Cette proposition fonctionnelle se trouve reflétée dans des études récentes par TEP (Tomographie par Emission de Positons) de Faillenot et al.. Dans une première étude, Faillenot et al. (1997) ont comparé les patrons d’activation corticale dans deux différentes tâches: une tâche d'action (saisir des objets de tailles et formes différentes) et une tâche perceptuelle (faire correspondre les objets entre eux). Dans la première tâche, le foyer principal d'activation se trouvait dans les aires motrices et le lobule pariétal inférieur controlatéral à la main utilisée, ainsi que celle de la partie postérieure droite du sulcus intrapariétal. Au cours de la deuxième tâche, deux foyers furent trouvés, un dans le cortex inferotemporal gauche et l’autre dans le cortex pariétal postérieur droit: ces foyers tardifs se recoupent clairement avec les foyers homologues activés lors de la prise. Ce résultat implique que même quand l’action ne se produit pas réellement, l’analyse perceptuelle utilise des ressources appartenant à la voie dorsale qui sont également utilisées lors de l’action orientée vers l’objet. Suite à ce résultat, Faillenot et al. (1999) testèrent le degré d’implication du cortex pariétal lors de la discrimination perceptuelle. Les sujets devaient discriminer des formes présentées avec divers degrés d’inclinaison dans le plan frontal (tâche d’orientation 2- D) ou dans le plan sagittal (tâche d’orientation 3-D). Ces tâches pour lesquelles aucune action n’était requise produisirent une activation des aires localisées dans la partie postérieure du

sulcus intrapariétal (la voie dorsale), ainsi que dans la jonction occipito-temporale et le gyrus temporal inférieur (la voie ventrale).

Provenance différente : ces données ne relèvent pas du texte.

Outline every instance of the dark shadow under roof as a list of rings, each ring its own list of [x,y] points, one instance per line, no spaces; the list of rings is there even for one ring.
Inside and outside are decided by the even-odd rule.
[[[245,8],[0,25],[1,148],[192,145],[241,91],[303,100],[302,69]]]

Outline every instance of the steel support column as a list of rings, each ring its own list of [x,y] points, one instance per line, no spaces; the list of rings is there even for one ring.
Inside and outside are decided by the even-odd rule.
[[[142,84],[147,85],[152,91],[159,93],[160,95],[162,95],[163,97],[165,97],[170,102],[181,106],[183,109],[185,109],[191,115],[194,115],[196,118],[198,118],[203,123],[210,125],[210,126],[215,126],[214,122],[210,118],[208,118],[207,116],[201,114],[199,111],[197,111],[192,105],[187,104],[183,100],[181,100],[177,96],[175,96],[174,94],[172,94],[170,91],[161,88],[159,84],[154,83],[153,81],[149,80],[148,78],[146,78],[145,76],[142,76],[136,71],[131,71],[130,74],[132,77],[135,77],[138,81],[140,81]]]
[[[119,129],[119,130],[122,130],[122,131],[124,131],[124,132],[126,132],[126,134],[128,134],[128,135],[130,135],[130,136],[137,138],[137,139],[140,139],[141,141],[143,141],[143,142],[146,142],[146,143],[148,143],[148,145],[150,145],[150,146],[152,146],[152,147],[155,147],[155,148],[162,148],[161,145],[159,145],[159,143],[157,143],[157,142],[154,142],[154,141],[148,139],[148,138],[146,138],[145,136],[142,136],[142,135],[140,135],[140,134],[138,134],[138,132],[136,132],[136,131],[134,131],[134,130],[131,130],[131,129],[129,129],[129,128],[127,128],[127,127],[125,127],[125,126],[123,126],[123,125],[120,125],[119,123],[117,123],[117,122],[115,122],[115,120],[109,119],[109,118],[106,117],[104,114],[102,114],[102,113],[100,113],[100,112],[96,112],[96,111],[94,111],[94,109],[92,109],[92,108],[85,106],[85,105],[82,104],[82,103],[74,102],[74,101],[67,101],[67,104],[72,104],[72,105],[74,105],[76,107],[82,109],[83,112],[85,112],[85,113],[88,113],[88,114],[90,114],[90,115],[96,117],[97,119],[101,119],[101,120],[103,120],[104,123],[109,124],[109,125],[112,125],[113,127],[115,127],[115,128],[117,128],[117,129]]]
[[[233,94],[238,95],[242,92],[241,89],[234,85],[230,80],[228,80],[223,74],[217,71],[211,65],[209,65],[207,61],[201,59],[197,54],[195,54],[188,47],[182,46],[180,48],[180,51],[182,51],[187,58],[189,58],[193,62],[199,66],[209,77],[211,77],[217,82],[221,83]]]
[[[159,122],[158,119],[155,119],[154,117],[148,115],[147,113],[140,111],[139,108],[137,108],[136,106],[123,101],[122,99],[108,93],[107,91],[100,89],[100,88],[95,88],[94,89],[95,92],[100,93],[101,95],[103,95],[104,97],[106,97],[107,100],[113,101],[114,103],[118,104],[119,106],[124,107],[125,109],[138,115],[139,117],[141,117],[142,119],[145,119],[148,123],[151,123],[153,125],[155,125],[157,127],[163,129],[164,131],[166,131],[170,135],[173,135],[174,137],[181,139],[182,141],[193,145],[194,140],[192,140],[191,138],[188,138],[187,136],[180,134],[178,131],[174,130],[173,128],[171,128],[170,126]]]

Ces résultats illustrant les fonctions perceptuelles du lobe pariétal obtenus chez des sujets normaux doivent être rapprochées des effets observés lors de lésions de la même région. Des patients porteurs de telles lésions peuvent présenter des déficits perceptuels typiques en plus des problèmes de transformation visuo-motrice. Ils peuvent se révéler incapables de copier des objets en les dessinant (apraxie constructive); ils peuvent éprouver de grandes difficultés pour reconnaître des photographies d’objets présentées dans une orientation non canonique (Warrington and James, 1986). Ils ne peuvent pas résoudre de façon motrice ou perceptuelle l’orientation 3-D d’objets ou leur relation spatiale par rapport à d’autres objets. On pourrait spéculer que ces difficultés perceptuelles représentent un seul et même déficit avec le déficit visuo-moteur: seuls les aspects de la perception en relation avec l’action seraient affectés par la lésion, alors que les autres aspects en relation avec l’identification et le traitement sémantique seraient préservés. Le traitement pragmatique comprendrait la représentation de stimuli visuels dans les deux cadres de référence (allo et égocentrique) où une partie du traitement est égocentriquement codée (transformation visuo- motrice).